Son fils Michel Chaput, qui a participé à deux missions en sol afghan à titre de technicien médical, lui a appris la nouvelle, lundi soir. Basé à Wainwright en Alberta, il était également ébranlé par les événements qui se sont déroulés non loin de Granby, sa ville natale.

« C'est carrément le symbole qui a été attaqué », estime le Granbyen Michel Déméo, qui a quitté les Forces canadiennes en 2010, après avoir été réserviste pendant 16 ans et avoir effectué une mission en Afghanistan en 2006. Paramédical de formation, il avait travaillé à l'hôpital de la base militaire de Kandahar.

« C'est vraiment triste. On pense à la famille», enchaîne l'ex-militaire, en précisant que l'armée est une grande famille. « Je me demande si je connais les militaires. Et il y a des gens de partout au Québec et au Canada qui se posent la même question », poursuit le paramédical, qui est maintenant enseignant en soins préhospitaliers d'urgence au Cégep de Saint-Hyacinthe.

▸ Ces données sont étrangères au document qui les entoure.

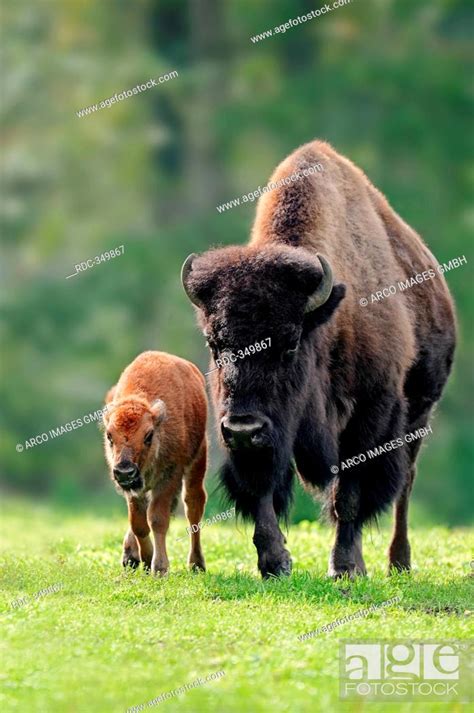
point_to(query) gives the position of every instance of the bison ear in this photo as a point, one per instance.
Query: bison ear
(158, 411)
(185, 274)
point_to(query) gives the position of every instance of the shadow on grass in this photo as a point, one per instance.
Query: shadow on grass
(416, 591)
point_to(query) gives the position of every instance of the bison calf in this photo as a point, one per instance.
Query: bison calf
(155, 441)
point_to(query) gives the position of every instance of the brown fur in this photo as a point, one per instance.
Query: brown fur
(165, 394)
(338, 380)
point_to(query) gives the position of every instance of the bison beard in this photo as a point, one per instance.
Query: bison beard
(340, 378)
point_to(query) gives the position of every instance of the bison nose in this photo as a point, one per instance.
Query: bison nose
(125, 473)
(243, 431)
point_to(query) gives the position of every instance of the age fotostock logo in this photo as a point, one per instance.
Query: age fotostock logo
(406, 670)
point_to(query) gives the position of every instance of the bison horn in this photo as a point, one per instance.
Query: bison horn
(185, 272)
(321, 295)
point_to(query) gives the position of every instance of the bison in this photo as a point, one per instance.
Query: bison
(155, 441)
(339, 377)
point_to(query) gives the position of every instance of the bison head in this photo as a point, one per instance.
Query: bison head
(247, 297)
(132, 440)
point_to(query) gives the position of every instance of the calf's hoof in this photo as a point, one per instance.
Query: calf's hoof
(196, 563)
(160, 568)
(129, 561)
(275, 564)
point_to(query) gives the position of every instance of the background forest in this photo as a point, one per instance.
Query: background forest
(382, 80)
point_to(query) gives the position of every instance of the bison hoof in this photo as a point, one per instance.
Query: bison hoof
(347, 569)
(275, 565)
(399, 559)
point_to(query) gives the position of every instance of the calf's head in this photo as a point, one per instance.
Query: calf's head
(132, 440)
(274, 298)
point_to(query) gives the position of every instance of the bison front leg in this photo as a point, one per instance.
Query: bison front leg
(346, 554)
(136, 544)
(273, 558)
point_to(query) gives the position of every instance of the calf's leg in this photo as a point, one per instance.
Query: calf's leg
(273, 558)
(194, 498)
(158, 516)
(137, 545)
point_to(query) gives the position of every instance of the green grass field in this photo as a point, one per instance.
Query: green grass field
(108, 640)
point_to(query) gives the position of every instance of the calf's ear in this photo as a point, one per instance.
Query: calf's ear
(158, 410)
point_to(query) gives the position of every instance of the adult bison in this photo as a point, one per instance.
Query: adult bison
(339, 378)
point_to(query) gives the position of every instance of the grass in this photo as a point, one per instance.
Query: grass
(108, 639)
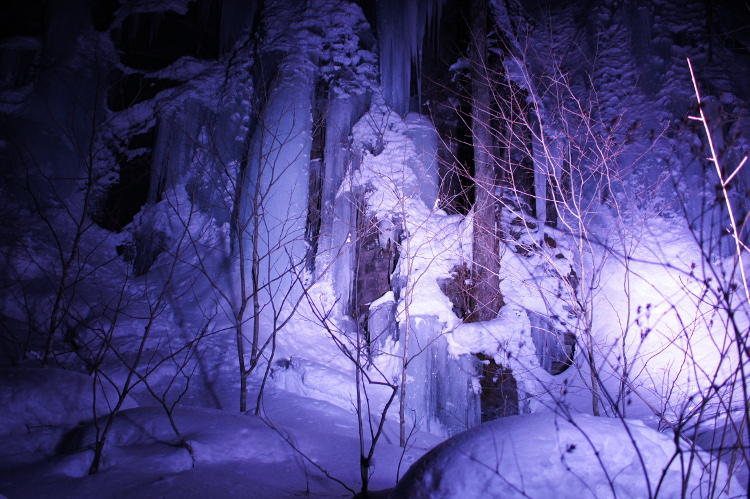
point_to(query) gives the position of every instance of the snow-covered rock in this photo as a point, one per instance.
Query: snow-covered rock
(549, 455)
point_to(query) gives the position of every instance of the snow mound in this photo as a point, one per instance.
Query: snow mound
(546, 455)
(214, 437)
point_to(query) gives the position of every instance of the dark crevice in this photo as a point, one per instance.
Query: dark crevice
(154, 40)
(499, 397)
(134, 88)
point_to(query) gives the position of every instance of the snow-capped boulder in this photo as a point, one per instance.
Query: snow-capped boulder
(549, 455)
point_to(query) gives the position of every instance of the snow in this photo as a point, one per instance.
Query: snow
(638, 296)
(233, 454)
(551, 455)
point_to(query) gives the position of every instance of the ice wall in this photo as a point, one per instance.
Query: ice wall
(275, 188)
(397, 181)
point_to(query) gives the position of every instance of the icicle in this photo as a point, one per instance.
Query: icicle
(401, 29)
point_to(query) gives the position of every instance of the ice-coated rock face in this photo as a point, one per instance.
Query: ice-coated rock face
(549, 455)
(442, 397)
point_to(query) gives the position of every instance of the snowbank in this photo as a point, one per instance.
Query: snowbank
(545, 455)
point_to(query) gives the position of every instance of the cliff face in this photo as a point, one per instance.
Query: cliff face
(293, 185)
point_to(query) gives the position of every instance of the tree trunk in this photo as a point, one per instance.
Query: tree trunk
(486, 285)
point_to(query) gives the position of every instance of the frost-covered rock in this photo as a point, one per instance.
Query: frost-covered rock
(548, 455)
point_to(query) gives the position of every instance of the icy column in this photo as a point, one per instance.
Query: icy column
(401, 29)
(336, 222)
(442, 396)
(275, 189)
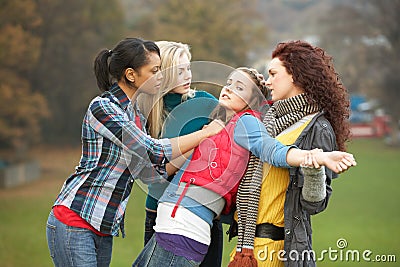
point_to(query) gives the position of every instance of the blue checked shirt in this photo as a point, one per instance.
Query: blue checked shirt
(114, 152)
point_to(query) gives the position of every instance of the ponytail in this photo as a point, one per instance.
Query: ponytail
(101, 70)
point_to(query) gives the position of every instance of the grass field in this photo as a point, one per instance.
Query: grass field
(363, 212)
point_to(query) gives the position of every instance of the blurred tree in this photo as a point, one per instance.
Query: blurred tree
(365, 38)
(227, 32)
(71, 34)
(21, 109)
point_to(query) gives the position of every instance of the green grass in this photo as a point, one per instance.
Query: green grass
(363, 210)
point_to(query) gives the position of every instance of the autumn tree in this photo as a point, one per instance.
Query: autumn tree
(230, 33)
(365, 38)
(21, 108)
(71, 34)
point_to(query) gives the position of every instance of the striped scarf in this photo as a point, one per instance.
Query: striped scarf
(280, 116)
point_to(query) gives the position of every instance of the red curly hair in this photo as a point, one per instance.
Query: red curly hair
(312, 70)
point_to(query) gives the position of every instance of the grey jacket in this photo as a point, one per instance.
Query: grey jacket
(318, 134)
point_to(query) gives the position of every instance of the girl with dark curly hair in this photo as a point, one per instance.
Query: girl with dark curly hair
(310, 110)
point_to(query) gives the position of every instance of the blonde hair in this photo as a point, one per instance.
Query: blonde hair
(259, 94)
(152, 106)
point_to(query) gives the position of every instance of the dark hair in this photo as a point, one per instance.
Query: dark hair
(313, 71)
(110, 65)
(259, 94)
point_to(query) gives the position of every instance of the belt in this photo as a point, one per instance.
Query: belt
(267, 230)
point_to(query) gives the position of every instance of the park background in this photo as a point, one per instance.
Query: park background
(47, 49)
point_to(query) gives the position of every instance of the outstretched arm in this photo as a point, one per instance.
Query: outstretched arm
(337, 161)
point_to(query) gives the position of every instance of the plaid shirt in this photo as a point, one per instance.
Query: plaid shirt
(114, 152)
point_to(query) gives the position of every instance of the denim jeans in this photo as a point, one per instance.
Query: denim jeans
(77, 247)
(213, 257)
(154, 255)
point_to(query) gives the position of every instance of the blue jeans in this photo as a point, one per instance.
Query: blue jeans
(77, 247)
(156, 256)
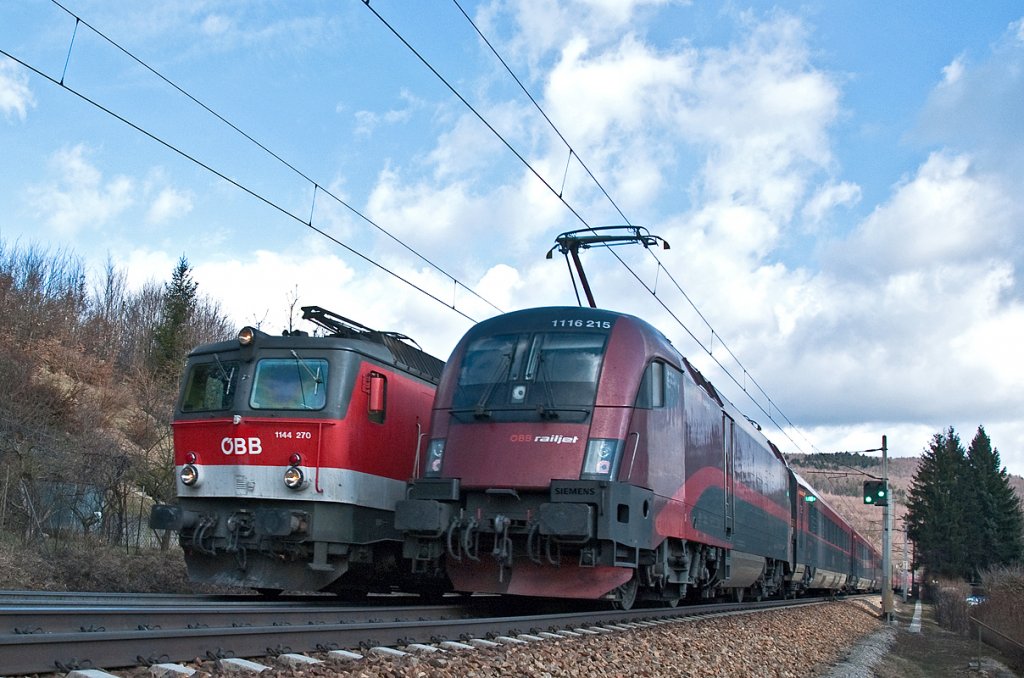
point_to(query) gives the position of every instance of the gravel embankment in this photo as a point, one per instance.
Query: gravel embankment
(796, 642)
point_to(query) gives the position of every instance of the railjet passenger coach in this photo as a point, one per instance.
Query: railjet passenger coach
(574, 453)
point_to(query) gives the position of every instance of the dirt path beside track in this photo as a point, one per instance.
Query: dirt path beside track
(935, 652)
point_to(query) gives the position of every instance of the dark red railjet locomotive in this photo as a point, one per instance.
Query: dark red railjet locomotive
(574, 453)
(291, 453)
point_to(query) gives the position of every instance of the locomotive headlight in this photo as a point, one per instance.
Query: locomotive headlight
(294, 477)
(601, 461)
(189, 475)
(435, 455)
(246, 335)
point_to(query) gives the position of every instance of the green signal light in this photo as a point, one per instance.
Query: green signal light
(877, 493)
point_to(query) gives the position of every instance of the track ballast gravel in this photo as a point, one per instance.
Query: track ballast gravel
(798, 642)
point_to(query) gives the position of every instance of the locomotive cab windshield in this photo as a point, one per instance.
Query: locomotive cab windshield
(520, 377)
(210, 386)
(289, 383)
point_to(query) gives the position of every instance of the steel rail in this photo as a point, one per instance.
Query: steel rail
(40, 652)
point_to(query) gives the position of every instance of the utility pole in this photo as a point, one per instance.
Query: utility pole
(906, 580)
(887, 514)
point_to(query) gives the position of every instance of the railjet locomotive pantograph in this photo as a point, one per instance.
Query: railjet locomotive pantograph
(291, 453)
(574, 453)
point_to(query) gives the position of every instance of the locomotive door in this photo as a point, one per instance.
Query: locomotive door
(728, 470)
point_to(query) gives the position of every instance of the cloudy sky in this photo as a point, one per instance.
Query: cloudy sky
(842, 184)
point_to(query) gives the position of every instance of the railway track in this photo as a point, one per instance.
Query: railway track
(40, 634)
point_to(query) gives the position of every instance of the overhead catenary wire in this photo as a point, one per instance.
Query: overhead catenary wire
(292, 167)
(709, 349)
(233, 182)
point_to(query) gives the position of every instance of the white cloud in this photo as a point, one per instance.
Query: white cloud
(946, 213)
(952, 73)
(80, 197)
(828, 197)
(15, 96)
(169, 204)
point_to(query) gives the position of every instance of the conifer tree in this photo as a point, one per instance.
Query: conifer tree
(998, 523)
(170, 335)
(937, 519)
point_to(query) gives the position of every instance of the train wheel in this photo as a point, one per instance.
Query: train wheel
(351, 595)
(626, 594)
(268, 593)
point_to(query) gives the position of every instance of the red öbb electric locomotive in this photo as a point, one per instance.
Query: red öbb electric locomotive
(291, 453)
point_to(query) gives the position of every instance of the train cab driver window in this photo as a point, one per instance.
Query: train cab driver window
(292, 383)
(210, 386)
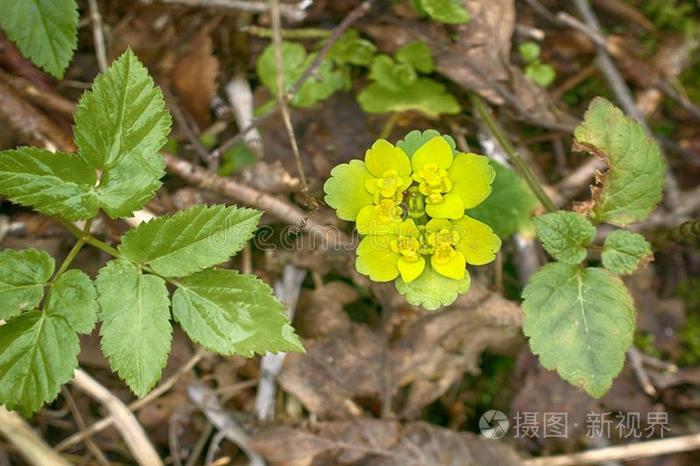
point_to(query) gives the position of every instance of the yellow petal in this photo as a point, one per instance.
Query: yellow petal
(383, 156)
(455, 268)
(478, 242)
(436, 151)
(451, 206)
(370, 223)
(376, 259)
(471, 177)
(411, 270)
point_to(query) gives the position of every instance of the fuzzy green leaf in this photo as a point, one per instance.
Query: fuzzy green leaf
(445, 11)
(424, 95)
(51, 183)
(326, 80)
(580, 322)
(624, 252)
(416, 54)
(136, 331)
(191, 240)
(415, 139)
(432, 290)
(122, 117)
(634, 182)
(38, 353)
(507, 210)
(565, 235)
(23, 275)
(46, 31)
(231, 313)
(73, 296)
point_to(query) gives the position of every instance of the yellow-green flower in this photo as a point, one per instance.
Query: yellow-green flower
(450, 246)
(371, 192)
(450, 183)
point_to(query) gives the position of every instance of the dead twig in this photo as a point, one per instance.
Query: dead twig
(28, 443)
(131, 431)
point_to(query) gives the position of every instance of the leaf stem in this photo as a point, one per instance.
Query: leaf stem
(520, 165)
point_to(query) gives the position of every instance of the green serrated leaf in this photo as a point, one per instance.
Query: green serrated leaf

Lorsque les militaires sont déployés à l'étranger pour servir leur pays, ils composent quotidiennement avec le danger et savent que le pire peut survenir à tout moment. Ils sont d'ailleurs préparés à y faire face. Mais personne ne peut se douter qu'il peut devenir une cible dans son propre pays.

« Là-bas, tu t'y attends, mais pas ici », poursuit M. Déméo.

Pendant que son fils était en mission, Micheline Chaput connaissait les risques qu'il encourait. Mais jamais la Granbyenne n'a songé que les militaires pouvaient être visés par des attentats une fois la barrière de la base militaire franchie. Et encore moins au Québec.

La dame s'interroge aujourd'hui sur les dangers auxquels les membres des Forces canadiennes peuvent être exposés, notamment dans les secteurs résidentiels où ils vivent avec leur famille. « Ça m'inquiète qu'on commence à les attaquer à l'extérieur de la base », confie-t-elle.

La Voix de l'Est a tenté de savoir si des mesures de sécurité avaient été revues à la base militaire de Farnham à la suite du présumé attentat, hier, mais sans succès.